= Pierre Demargne =

French historian and archaeologist

Pierre Demargne (/fr/) (8 February 1903 – 13 December 2000) was a French historian and archaeologist.

== Biography ==
Pierre Demargne went to school at l'École normale supérieure, where he took and passed the agrégation de lettres exam.

He studied archaeology and became a professor at the University of Grenoble in 1933 before moving to the University of Strasburg in 1937.

During WWII he was a prisoner of war.

He conducted his first research in Anatolia, more specifically in the south coast of Turkey. In 1951, he initiated a series of archaeological excavations (financed by the French Ministry of Foreign and European Affairs) at the ancient capital of Lycia, Xanthos, which was occupied from the 7th century BCE by the Lycians, Greeks, Romans and Byzantines for more than a thousand years. His discoveries from Xanthos, including monumental and funeral architecture and inscriptions, were a decisive step in our understanding of ancient Lycian civilization today.

He became director of the Service of Ancient Architecture )Service d'architecture antique que le C.N.R.S.) in 1957.

Demargne continued his research and publications into old age. From 1969 to his death, he was a member of the Académie des Inscriptions et Belles-Lettres. Both he and his father Joseph were members of the French School at Athens.

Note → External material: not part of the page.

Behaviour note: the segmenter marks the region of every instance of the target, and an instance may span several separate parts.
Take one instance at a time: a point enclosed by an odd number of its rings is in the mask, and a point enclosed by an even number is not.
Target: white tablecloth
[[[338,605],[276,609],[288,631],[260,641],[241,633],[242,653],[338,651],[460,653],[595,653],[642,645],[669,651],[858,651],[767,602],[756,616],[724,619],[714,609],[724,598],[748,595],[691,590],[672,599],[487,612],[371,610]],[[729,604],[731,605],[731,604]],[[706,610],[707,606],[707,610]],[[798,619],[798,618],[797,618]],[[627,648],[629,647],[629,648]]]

Overall, Pierre Demargne was a man of letters; however, he was also a fieldworker and renowned scientific expert, who was respected by the scientific community around the world. The majority of his career took place during a pivotal period in archaeological methods: from traditional archaeology, which was inspired from ancient texts and the hopes of finding treasure; to the more literary and artistic approaches of archaeology of the 17th and 18th centuries, which was inherited from the cabinets of curiosities; the archaeology of Pierre Demargne's time was changing to ever-increasing modern methodologies and tools and also (as budgets decreased) to more systematic and rigorous field methods.

==Honours==
He was created a Knight in the Royal Order of George I.

== Publications ==
- La Crète dédalique: études sur les origines d'une renaissance (1947)
- Naissance de l'art grec (1974; 1985).